The fairly stable economic state suggests that consumers aren’t spending less on retail – they’re spending differently. Here are some of the socioeconomic factors experts are citing as the driving forces behind resale’s growing popularity:
Savvy, Value-Conscious Consumers
More than half of millennials say they consider the resale value of an item before they purchase, according to a study by Fung Global Retail and Technology. Since Millennials are well on their way to outspending Baby Boomers in 2017, this is an essential demographic to reach for any growing market.
Unlike other industries, resale shopping attracts consumers from all economic levels. Everyone can see the appeal of saving money on consumer goods and investing it in other areas – whether it be on vacations, concerts, restaurants or savings. Spending on luxury retail goods has declined by 20 percent since 2000, but the travel and hospitality industries are booming. This is especially true for Millennials and younger generations, who are increasingly placing more value on experiences than material items. They still want these goods, but they are much more willing to splurge on a vacation or night out with friends than on a new outfit so resale shopping and the value provided is a great option.
Growing Environmental Concerns
A recent survey found that the average American will toss out 81 pounds of clothing a year. That amounts to 26 billion pounds of textiles and clothes ending up in landfills. Even as younger generations value experiences more than new stuff, the amount of waste per person remains high.
Yet, the majority of consumers are also becoming more environmentally conscious. Two-thirds of global respondents say they value products and services that come from companies committed to positive social and environmental impact. More and more consumers are reconciling their desire to shop with their environmental concerns by turning to resale. In fact, Winmark’s brands have recycled over 1 billion items back into the community.
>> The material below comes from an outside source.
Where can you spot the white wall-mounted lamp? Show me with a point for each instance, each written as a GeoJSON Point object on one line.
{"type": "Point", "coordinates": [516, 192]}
Purchasing gently-used items helps extend an item’s lifespan and prevents it from prematurely going to a landfill. Purchasing used products also decreases the collective demand for new products, which means that fewer will be made. The production and transportation of new clothes are extremely taxing for the environment – from the production of synthetic materials to the resultant air pollution and toxic byproducts. Selling gently-used clothes and other items to resale stores also significantly reduces waste and can help people earn money while decluttering their homes.
Whatever the reasons behind resale’s impressive current and projected growth, it has quickly become the new disruptor in the apparel industry. It is now the perfect time to break into this rapidly-growing segment, especially as consumers become more value-minded and environmentally conscious with their spending habits.